Sounds like you are having some kind of drive hardware or SCSI termination problems. Do you see any errors in the message log?
 
Oh tons of error messages, but remember that at least 60-70% of the tapes are readable without any errors, all 40GB of each. So I kinda of doubt its an SCSI termination error. The problem is going to be somewhere between the signal from those 30% of the tapes that throw errors and the drive itself. Oh and another tidbit, I have 3-4 of these drives, and they all behave similarly, though some drives seem to succeed in reading the marginal tapes better than others.

Here are some error messages (but my main question is how to get a drive to read PAST an error and not just quit):

dlt1errs.gif
 
This looks like the same problem I was having with my DLT drive/library and it was a SCSI cable problem. I was able to write to the tapes, but would get read errors when I tried to restore files.

This problem came months after I had setup the library and it took me a while to believe that it was a cable problem. I had a spare cable and kept moving it down the chain till I was able to read the tapes all the way thru.

Are all the drive in one enclosure or do you have multiple enclosures with cables running between them?

Sorry I didn't think about this when I did my first post.
 
all drives (DLT and a couple of SCSI hard drives) in one enclosure, in one system.

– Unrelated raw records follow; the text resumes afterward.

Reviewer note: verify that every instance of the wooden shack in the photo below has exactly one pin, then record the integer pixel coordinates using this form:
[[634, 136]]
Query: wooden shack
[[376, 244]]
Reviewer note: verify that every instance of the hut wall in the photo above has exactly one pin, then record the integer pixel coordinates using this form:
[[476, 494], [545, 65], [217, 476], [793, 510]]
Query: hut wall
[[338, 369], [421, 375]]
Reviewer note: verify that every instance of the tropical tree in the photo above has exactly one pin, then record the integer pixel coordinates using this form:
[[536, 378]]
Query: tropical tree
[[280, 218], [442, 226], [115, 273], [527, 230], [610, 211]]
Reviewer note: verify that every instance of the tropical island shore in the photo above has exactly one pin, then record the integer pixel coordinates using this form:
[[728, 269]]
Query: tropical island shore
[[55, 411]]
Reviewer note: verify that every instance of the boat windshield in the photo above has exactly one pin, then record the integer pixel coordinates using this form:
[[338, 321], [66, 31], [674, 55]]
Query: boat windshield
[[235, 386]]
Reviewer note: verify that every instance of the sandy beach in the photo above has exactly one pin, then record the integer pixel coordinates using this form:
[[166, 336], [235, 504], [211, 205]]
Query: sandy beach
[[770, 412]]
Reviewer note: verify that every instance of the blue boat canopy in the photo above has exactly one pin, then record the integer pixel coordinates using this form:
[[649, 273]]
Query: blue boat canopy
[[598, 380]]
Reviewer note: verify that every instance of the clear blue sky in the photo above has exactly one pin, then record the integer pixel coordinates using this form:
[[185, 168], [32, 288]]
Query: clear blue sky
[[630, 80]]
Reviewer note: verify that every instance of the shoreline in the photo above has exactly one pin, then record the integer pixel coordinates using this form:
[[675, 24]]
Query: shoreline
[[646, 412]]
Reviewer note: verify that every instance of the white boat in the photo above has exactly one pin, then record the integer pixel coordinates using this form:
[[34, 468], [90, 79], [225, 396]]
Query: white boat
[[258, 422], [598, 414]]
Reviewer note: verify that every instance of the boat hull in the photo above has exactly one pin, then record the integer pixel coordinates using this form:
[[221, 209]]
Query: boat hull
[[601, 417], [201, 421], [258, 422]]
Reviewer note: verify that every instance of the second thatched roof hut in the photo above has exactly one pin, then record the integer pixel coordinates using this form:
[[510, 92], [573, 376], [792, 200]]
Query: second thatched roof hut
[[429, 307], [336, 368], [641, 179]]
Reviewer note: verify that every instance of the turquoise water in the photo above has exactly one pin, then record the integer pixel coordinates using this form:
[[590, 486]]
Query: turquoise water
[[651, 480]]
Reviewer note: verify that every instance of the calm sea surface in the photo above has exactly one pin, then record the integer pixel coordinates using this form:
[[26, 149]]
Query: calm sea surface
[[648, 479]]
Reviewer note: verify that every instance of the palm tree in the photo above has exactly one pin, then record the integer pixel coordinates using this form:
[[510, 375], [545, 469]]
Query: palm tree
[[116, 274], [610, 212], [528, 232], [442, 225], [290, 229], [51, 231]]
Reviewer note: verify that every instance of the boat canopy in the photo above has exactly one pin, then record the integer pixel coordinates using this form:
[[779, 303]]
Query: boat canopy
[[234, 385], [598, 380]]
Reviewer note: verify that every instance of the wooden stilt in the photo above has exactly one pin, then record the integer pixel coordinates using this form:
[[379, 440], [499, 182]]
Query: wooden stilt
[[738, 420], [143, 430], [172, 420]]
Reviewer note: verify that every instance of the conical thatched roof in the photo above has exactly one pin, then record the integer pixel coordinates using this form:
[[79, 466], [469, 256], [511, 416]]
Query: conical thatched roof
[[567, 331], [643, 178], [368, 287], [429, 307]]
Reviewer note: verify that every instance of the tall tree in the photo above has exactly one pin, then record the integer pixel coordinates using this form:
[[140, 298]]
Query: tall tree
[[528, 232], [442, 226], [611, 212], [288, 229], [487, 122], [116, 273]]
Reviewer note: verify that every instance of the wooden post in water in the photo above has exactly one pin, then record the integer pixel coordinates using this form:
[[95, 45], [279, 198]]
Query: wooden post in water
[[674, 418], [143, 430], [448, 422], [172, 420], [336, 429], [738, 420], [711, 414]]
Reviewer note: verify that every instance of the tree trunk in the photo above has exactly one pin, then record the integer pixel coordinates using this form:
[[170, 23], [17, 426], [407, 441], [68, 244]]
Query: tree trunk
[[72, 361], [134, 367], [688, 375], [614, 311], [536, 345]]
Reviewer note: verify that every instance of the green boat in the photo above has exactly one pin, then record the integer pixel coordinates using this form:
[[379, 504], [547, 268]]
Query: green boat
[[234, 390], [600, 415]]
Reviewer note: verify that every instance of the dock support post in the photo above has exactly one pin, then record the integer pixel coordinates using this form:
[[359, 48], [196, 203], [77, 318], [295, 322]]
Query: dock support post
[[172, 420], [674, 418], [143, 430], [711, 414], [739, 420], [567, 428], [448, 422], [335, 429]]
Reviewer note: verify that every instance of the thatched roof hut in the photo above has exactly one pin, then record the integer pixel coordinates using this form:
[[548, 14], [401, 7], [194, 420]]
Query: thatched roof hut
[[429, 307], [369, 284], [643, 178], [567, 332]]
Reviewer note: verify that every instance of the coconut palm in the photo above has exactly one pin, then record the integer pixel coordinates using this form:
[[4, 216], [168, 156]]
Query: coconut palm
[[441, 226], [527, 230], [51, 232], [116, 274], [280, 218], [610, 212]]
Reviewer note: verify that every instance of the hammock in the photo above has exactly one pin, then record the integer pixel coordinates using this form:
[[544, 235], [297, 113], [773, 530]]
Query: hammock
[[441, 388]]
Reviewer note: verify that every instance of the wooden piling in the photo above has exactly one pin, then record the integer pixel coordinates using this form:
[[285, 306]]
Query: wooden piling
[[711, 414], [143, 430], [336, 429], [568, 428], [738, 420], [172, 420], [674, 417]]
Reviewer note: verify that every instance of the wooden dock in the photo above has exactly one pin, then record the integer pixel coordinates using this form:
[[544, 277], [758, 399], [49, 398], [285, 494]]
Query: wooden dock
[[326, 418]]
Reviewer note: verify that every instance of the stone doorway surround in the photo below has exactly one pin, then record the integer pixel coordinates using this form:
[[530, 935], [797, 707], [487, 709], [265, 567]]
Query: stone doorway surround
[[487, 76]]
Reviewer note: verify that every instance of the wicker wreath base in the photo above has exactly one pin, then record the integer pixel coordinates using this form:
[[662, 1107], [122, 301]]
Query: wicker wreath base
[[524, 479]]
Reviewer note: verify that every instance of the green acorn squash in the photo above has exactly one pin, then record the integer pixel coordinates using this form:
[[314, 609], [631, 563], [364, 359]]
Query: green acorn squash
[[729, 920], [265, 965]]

another DLT drive, just by itself in the same box as the CPU and IDE drives.

a 3rd setup is like the 1st.

All exhibit this essentially same behavior, which makes me think it is probably a tape aging/printthrough issue.

but I would have thought that via the right software, it should be possible to read past an error and try to recover the rest of the data...
 
I think that the reason you can't get past it is do to the fact that you are having hardware error (SCSI) and not tape read errors.